Raíces en el infierno

3ª parte

 

 

            «Cuando mates una vez las siguientes serán más fáciles» —recordé el consejo de Frank.

            Mi padrastro escupía acusaciones de irresponsable, desagradecida y guarra, pues dio por supuesto que me hacía estado acostando con algún tipo... Mira, en eso acertó. Pero cuando dijo esa primera verdad se soltó un resorte en mi interior y no sé qué me pasó, le agarré del pelo y lo empujé hacía el hueco de un árbol. Se resistió, me dijo que estaba loca, pero puse todo mi peso sobre su cuello y dejó de hablar, sentí que se quedaba sin aire y seguí apretando hasta que perdió todas las fuerzas y entonces le solté. Le di un par de patadas por si se movía pero no lo hacía. Creo que le maté. Nunca en mi vida me había cabreado tanto y perdí el control por completo.

            Me marché con tranquilidad, dejé allí el coche y el cuerpo tal cual, me fui caminando de regreso a mi nueva casa.

            Le conté lo que hice a Frank y éste me felicitó. Me dijo que ya estaba lista para volver a hacer un trabajo con él.

            En esta ocasión me llevó a ver a su contacto, el que le daba los encargos y que después le pagaba.
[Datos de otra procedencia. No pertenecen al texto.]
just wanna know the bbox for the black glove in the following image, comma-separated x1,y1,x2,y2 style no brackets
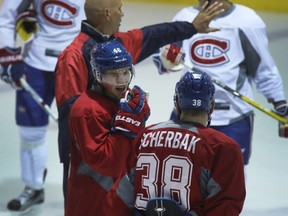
273,103,288,138
146,198,185,216
16,10,37,42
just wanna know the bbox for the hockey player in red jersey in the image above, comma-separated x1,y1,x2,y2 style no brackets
55,0,225,200
65,40,150,216
105,71,246,216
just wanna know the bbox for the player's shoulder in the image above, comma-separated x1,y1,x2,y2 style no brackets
200,127,239,148
59,33,88,57
177,5,199,14
70,91,98,118
231,4,265,28
72,90,117,117
234,3,258,15
173,6,198,21
71,90,91,107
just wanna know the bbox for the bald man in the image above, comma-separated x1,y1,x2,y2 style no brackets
55,0,224,214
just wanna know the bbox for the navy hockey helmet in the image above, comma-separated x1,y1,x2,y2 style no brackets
90,40,134,83
174,70,215,112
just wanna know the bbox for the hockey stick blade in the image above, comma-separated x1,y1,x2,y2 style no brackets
20,78,58,122
181,62,288,124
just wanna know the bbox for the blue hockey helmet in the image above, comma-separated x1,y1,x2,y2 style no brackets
174,70,215,112
90,40,134,83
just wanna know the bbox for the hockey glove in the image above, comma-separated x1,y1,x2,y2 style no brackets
112,85,150,138
16,10,38,42
152,54,169,75
273,103,288,138
160,43,185,72
0,47,24,88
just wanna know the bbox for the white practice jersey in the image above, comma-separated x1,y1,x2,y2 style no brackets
172,4,286,125
0,0,19,48
0,0,86,71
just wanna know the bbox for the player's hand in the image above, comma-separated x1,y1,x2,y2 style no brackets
192,1,224,33
112,85,150,138
0,47,24,88
152,44,184,75
16,10,38,42
273,102,288,138
152,54,169,75
161,43,185,67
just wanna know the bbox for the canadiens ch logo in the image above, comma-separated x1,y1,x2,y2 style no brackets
41,0,79,27
190,37,230,66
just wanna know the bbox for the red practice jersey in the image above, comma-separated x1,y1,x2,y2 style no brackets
66,90,134,216
105,120,246,216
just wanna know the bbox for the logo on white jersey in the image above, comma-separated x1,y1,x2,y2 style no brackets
190,37,230,66
41,0,79,27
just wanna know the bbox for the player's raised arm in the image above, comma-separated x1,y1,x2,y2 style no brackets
192,1,224,33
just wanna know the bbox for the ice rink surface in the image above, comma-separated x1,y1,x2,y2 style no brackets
0,2,287,216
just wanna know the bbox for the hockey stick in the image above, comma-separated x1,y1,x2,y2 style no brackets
19,78,58,122
181,62,288,124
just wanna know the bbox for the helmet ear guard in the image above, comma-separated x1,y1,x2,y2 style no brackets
173,90,181,116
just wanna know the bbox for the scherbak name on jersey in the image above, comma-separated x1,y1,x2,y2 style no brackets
140,130,200,154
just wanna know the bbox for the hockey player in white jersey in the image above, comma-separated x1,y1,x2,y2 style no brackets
153,0,288,169
0,0,86,212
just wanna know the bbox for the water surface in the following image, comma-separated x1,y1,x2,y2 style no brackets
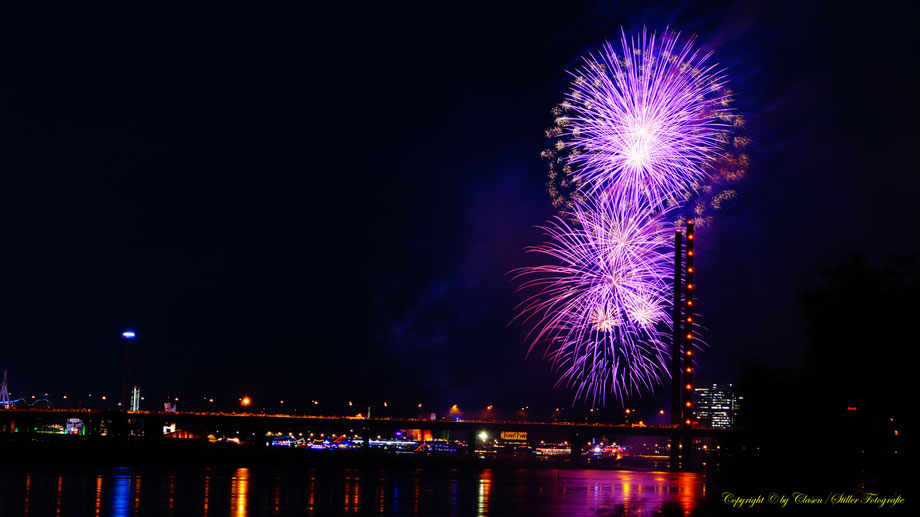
0,466,704,516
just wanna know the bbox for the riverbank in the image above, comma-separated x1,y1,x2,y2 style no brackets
0,436,638,471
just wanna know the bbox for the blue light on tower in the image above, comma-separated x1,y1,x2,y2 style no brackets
122,331,136,339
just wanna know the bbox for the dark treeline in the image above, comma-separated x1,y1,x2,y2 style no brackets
725,254,915,503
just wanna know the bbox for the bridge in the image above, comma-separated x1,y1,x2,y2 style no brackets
0,408,736,468
0,223,725,471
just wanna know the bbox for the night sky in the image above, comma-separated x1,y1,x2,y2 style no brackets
2,1,917,416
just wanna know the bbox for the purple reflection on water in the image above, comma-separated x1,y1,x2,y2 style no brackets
538,469,702,516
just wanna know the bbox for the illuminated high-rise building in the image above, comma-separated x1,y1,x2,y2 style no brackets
693,384,742,428
129,386,141,412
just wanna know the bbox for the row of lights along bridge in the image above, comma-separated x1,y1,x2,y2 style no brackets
8,393,665,428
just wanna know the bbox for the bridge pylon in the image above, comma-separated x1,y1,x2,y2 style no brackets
669,219,699,471
669,230,683,471
681,219,696,470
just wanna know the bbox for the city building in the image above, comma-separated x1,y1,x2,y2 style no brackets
130,387,141,412
693,384,742,428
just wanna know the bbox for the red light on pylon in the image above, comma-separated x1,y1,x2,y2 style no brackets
685,419,691,425
686,350,692,356
685,367,692,373
686,317,692,322
687,267,694,273
686,401,692,407
688,234,694,240
688,251,694,256
687,300,693,306
686,384,692,390
847,407,857,411
686,333,692,339
687,220,694,225
687,284,694,289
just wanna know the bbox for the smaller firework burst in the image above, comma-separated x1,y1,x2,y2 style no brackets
513,188,676,405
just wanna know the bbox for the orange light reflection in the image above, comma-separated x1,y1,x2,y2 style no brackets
231,467,250,517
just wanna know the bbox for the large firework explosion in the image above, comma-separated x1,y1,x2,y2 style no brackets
523,28,744,405
543,28,746,219
514,189,675,405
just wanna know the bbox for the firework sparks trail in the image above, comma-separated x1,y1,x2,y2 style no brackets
561,28,733,209
513,189,676,405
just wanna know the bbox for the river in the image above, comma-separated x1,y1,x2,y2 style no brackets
0,466,704,516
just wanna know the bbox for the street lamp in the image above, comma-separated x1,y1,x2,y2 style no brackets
121,330,136,411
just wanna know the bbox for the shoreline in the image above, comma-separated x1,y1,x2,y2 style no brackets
0,438,669,472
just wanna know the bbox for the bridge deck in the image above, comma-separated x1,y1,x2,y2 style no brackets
0,409,736,437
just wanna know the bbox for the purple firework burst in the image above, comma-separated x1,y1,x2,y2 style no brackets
562,28,732,208
514,189,675,405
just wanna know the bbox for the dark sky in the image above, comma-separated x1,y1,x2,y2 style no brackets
1,1,917,416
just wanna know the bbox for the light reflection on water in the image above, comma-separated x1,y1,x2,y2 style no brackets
23,474,30,517
0,466,704,516
231,467,249,517
110,468,131,517
479,468,493,515
134,475,142,515
94,474,102,516
55,476,63,517
202,472,210,516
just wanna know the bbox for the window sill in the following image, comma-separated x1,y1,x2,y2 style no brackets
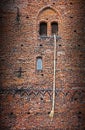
35,70,44,76
38,35,49,40
36,70,43,73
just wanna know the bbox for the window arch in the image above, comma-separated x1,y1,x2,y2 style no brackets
39,22,47,36
36,57,42,71
51,22,58,35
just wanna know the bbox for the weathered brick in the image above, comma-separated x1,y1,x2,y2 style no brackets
0,0,85,130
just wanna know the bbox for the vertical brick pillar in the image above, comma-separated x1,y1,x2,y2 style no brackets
47,22,51,36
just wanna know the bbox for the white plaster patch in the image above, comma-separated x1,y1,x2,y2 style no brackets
57,51,65,56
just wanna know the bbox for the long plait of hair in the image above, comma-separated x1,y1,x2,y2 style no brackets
49,34,56,119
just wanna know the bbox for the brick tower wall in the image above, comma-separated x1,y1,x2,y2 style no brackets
0,0,85,130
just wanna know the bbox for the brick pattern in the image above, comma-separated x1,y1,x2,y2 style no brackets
0,0,85,129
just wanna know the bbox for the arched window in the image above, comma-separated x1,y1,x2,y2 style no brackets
51,22,58,35
36,57,42,71
39,22,47,36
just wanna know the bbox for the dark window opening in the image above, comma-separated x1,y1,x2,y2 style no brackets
51,22,58,35
36,57,42,71
39,22,47,36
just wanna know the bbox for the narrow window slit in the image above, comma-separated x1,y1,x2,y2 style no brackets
39,22,47,36
51,22,58,35
36,57,43,71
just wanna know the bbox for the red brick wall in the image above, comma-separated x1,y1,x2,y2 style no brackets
0,0,85,129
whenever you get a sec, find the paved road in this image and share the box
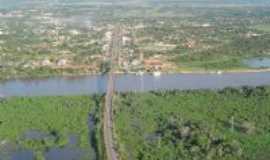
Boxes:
[104,70,117,160]
[103,27,121,160]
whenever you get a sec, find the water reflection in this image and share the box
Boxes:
[243,57,270,68]
[0,142,34,160]
[0,130,95,160]
[44,147,87,160]
[11,150,34,160]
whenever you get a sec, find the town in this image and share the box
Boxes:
[1,1,270,80]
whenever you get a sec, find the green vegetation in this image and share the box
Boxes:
[132,9,270,70]
[92,95,106,160]
[1,2,270,80]
[119,6,270,71]
[0,67,79,81]
[114,87,270,160]
[0,3,106,80]
[253,24,270,32]
[0,96,97,159]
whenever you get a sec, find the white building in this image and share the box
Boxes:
[122,36,131,46]
[57,59,68,66]
[41,59,52,66]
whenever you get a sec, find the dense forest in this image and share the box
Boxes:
[114,86,270,160]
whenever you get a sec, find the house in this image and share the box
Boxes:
[41,59,52,66]
[69,29,80,35]
[202,23,211,27]
[122,36,132,46]
[184,39,196,48]
[57,59,68,67]
[144,59,163,70]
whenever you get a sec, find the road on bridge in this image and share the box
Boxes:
[103,26,121,160]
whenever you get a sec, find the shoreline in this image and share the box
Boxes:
[1,68,270,82]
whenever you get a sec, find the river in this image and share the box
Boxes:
[1,72,270,97]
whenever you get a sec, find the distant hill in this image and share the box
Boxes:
[147,0,270,7]
[0,0,269,10]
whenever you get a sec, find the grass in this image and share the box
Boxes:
[0,96,97,159]
[176,56,246,70]
[114,87,270,160]
[253,24,270,32]
[0,66,95,81]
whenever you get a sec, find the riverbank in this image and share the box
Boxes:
[2,67,270,82]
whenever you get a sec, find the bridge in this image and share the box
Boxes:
[103,26,121,160]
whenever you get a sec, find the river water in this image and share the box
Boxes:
[243,57,270,69]
[1,72,270,97]
[1,72,270,159]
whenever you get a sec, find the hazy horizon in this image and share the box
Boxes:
[0,0,270,10]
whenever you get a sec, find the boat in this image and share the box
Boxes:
[217,70,223,75]
[139,71,144,76]
[136,71,144,76]
[153,71,161,77]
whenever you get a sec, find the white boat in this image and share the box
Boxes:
[217,70,223,75]
[137,71,144,76]
[153,71,161,77]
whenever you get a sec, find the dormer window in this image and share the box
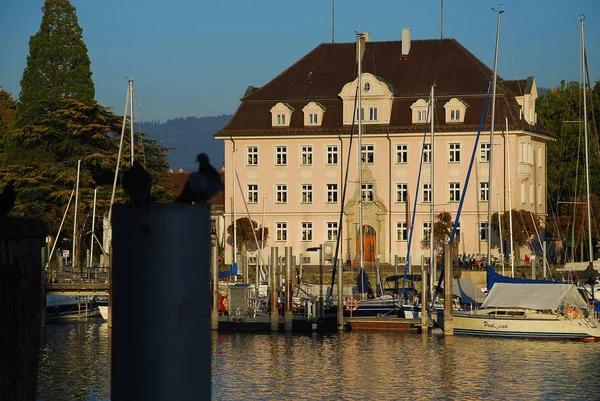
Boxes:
[410,99,429,124]
[302,101,325,126]
[443,98,468,123]
[271,102,294,127]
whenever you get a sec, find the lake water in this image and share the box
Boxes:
[38,319,600,400]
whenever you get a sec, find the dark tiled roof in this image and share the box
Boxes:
[169,171,225,209]
[216,38,551,138]
[502,77,534,96]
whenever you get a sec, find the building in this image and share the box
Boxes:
[215,30,552,269]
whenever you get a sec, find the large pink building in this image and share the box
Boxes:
[215,31,552,270]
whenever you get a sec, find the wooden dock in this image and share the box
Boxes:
[345,316,422,331]
[218,313,338,333]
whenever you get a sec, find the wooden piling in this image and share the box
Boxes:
[421,256,428,329]
[284,247,292,331]
[0,216,46,401]
[443,242,454,336]
[111,205,211,401]
[270,247,278,331]
[337,259,344,331]
[211,233,218,330]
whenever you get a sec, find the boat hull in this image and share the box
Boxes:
[439,311,600,340]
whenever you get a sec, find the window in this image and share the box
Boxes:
[271,102,293,127]
[396,183,408,202]
[520,142,532,164]
[369,107,378,121]
[276,184,287,204]
[276,146,287,165]
[247,184,258,204]
[361,144,374,164]
[327,184,338,203]
[417,110,428,123]
[301,222,313,241]
[276,222,287,241]
[411,99,430,124]
[247,146,258,165]
[396,222,408,241]
[480,143,490,162]
[301,184,312,204]
[396,144,408,164]
[309,113,318,124]
[423,183,431,203]
[277,114,286,125]
[356,107,365,121]
[327,145,338,165]
[301,145,312,166]
[479,182,489,202]
[303,101,325,126]
[479,222,488,241]
[423,143,431,163]
[449,182,461,202]
[449,143,461,163]
[450,109,460,121]
[422,221,431,242]
[327,222,338,241]
[361,183,374,202]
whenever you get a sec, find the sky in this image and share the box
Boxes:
[1,0,599,123]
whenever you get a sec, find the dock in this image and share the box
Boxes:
[345,316,422,331]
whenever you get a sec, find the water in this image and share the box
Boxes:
[38,320,600,400]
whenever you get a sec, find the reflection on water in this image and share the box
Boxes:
[38,321,600,400]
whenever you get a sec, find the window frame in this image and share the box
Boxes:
[479,182,489,202]
[449,143,461,163]
[449,182,461,202]
[396,221,408,241]
[361,144,375,164]
[396,144,408,164]
[276,184,287,204]
[247,184,258,204]
[301,221,313,242]
[396,183,408,203]
[276,222,288,241]
[246,146,258,166]
[326,145,338,165]
[327,221,338,241]
[361,183,374,202]
[275,146,287,166]
[300,145,313,166]
[326,183,338,203]
[479,142,491,163]
[422,183,432,203]
[300,184,313,204]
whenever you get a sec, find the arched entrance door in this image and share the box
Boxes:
[356,225,376,262]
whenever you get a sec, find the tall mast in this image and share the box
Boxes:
[488,7,504,261]
[506,118,515,276]
[73,160,81,267]
[357,32,364,271]
[129,78,134,164]
[580,15,594,264]
[89,188,97,268]
[331,0,335,43]
[429,84,435,298]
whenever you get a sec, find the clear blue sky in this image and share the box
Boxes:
[1,0,598,122]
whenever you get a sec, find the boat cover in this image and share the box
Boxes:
[356,268,374,296]
[481,282,588,310]
[486,266,557,290]
[218,262,238,278]
[453,278,487,304]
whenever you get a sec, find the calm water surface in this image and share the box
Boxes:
[38,320,600,400]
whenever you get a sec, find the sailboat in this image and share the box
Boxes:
[441,15,600,341]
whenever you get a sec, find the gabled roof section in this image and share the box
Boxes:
[216,38,551,138]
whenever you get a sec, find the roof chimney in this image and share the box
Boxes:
[363,32,371,42]
[402,28,411,55]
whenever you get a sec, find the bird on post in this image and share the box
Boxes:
[0,182,15,216]
[122,160,152,205]
[176,153,222,204]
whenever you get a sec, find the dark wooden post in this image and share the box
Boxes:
[111,205,211,401]
[0,217,46,401]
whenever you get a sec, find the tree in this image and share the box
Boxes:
[0,88,17,158]
[226,217,269,261]
[0,98,174,266]
[15,0,95,128]
[491,210,542,263]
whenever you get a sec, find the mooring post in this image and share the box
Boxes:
[0,216,46,401]
[111,205,211,401]
[270,246,278,332]
[337,257,344,331]
[211,233,218,330]
[443,242,454,336]
[284,247,293,331]
[421,256,428,330]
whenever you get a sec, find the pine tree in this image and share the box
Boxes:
[0,89,17,158]
[15,0,95,128]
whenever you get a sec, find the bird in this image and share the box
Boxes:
[0,182,16,216]
[122,160,152,205]
[176,153,222,204]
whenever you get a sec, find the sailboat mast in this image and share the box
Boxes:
[429,84,435,298]
[506,118,515,276]
[357,33,364,271]
[580,15,594,264]
[488,7,504,261]
[89,188,97,268]
[129,79,134,164]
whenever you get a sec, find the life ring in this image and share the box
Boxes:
[219,295,228,313]
[566,306,575,319]
[345,297,359,312]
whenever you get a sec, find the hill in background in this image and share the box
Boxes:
[139,115,231,171]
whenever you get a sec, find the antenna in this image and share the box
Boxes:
[440,0,443,39]
[492,4,505,14]
[331,0,335,43]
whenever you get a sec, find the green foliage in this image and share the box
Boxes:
[491,210,542,261]
[537,80,600,212]
[15,0,95,128]
[0,98,175,249]
[0,89,17,157]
Se llamaba Luis y le dijo que los ayudantes no cobraban, así que el pago sería el mismo. Frank aceptó sin rechistar, no supe si le fastidió tanto como a mí ya que nunca refleja lo que siente. Luis me miró, se dio cuenta de mi desaprobación y volvió a hablarle a él:

            — ¿Estás seguro de que necesitas ayuda? Eres bastante bueno tú sólo.

            —Tiene madera, lo hará bien.

            —En ese caso aquí tienes. Por favor, que parezca fortuito y sed discretos.

            Le dio un sobre naranja lleno de documentos.

            —Siempre lo soy —respondió Frank—. ¿Cuánto pagan?

            —Lo de siempre, cien mil pesetas para ti y otras tantas son mías.

            —Correcto.

            Mis ojos se advirtieron como platos. No sé qué me sorprendió más, lo que cobrábamos o lo que se llevaba Luis por no hacer nada.

            Nos marchamos. Yo estaba estupefacta. ¡Cien mil pesetas! Jamás imaginé que le pagarían tanto por matar a una sola persona. Él hacía al menos diez trabajos mensuales, ganaba un millón de pesetas al mes... Me pregunté dónde demonios metía el dinero si vivía en una casucha alquilada con olor a matarratas que no debía costar más de sesenta mil al mes. Pero no dije nada, contaba con que si yo mataba a esa persona me daría al menos la mitad. Al pensar en las cincuenta mil que me correspondían estaba entusiasmada. Podía comprarme tantas cosas...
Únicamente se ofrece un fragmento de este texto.